Boost logo

Boost Users :

Subject: Re: [Boost-users] thread_group::interrupt_all is not reliable
From: Stonewall Ballard (sb.list_at_[hidden])
Date: 2009-11-30 13:36:02


I think I found the cause of this problem. It seems that the caller of interrupt_all should be holding the mutex associated with the condition on which the threads are waiting.

This gave me the clue to try that:
<http://www.opengroup.org/onlinepubs/009695399/functions/pthread_cond_broadcast.html>
> The pthread_cond_broadcast() or pthread_cond_signal() functions may be called by a thread whether or not it currently owns the mutex that threads calling pthread_cond_wait() or pthread_cond_timedwait() have associated with the condition variable during their waits; however, if predictable scheduling behavior is required, then that mutex shall be locked by the thread calling pthread_cond_broadcast() or pthread_cond_signal().

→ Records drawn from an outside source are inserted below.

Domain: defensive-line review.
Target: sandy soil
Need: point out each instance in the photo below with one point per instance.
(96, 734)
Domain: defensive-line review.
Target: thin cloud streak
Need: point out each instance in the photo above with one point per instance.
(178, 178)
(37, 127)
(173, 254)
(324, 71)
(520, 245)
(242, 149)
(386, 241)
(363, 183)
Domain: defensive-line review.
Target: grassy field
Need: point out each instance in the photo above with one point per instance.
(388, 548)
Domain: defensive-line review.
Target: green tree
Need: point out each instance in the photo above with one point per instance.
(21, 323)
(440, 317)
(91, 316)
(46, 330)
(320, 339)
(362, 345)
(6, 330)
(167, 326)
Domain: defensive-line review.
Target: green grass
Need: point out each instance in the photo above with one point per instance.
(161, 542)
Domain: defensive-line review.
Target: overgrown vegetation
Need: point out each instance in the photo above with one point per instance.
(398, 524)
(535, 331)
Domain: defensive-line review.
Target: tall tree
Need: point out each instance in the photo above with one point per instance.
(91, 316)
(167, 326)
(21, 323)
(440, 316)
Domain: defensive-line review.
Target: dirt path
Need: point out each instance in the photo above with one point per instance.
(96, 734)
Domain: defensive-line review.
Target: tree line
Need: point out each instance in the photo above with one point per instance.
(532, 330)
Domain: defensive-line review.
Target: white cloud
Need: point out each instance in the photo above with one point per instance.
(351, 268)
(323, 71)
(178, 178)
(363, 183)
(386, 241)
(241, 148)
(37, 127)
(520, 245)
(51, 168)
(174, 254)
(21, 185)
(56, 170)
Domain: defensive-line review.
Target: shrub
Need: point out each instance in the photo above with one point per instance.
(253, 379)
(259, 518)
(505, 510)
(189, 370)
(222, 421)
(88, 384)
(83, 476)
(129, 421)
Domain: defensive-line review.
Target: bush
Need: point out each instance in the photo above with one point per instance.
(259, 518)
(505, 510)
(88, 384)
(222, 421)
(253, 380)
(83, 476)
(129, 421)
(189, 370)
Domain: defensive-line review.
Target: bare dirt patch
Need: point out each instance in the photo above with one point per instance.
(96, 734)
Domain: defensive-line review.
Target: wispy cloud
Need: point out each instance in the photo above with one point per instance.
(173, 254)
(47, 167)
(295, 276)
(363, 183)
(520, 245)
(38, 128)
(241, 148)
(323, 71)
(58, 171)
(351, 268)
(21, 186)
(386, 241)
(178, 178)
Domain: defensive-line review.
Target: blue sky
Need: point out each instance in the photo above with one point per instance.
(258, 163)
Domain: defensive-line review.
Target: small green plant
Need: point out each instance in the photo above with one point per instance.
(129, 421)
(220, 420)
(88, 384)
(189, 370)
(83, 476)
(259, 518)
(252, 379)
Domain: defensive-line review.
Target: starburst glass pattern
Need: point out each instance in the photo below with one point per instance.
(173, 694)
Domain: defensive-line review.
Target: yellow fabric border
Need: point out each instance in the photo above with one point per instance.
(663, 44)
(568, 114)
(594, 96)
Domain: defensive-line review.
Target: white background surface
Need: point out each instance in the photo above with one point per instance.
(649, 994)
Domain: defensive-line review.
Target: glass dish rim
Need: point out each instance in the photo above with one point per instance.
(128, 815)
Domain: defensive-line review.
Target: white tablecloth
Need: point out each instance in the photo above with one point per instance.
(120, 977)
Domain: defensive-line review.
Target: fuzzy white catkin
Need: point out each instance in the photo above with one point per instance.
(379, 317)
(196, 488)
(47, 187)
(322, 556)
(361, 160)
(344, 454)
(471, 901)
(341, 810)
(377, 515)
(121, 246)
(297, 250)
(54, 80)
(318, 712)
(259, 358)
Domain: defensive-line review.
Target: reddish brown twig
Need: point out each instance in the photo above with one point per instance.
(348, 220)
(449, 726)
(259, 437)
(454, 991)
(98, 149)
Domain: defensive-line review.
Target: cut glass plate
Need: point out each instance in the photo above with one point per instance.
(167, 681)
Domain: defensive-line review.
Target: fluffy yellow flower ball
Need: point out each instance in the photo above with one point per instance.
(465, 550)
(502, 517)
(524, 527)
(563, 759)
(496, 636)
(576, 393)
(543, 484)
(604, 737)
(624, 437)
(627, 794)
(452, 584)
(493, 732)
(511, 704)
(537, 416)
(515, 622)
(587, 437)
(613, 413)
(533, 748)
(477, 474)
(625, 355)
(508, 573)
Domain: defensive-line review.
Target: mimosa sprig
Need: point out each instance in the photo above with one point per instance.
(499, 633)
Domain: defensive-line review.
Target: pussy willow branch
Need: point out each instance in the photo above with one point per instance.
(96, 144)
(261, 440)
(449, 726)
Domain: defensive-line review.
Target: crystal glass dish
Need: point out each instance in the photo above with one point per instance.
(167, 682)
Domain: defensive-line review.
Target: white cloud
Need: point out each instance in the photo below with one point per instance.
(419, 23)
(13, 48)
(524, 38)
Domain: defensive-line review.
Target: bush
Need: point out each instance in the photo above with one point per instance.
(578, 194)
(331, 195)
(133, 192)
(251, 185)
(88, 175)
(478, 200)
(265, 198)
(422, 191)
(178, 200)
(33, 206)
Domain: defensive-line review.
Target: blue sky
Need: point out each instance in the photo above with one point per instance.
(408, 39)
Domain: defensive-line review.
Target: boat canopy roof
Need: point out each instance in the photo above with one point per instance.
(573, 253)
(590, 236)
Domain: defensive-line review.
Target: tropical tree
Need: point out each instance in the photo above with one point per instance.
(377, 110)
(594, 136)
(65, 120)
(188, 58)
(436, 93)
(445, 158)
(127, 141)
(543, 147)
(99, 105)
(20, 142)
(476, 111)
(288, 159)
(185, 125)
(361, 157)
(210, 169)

thread::interrupt() calls pthread_cond_broadcast in pthread/thread.cpp.

Although "predictable scheduling" doesn't seem like it should include a failure to wake up, taking the mutex around the call to thread_pool::interrupt_all() appears to be 100% reliable.

I can patch my app to do that, but I don't think there's a general solution. The documentation should include a note that thread::interrupt() isn't reliable unless the caller is holding the mutex associated with the condition variable on which the interrupted thread is waiting.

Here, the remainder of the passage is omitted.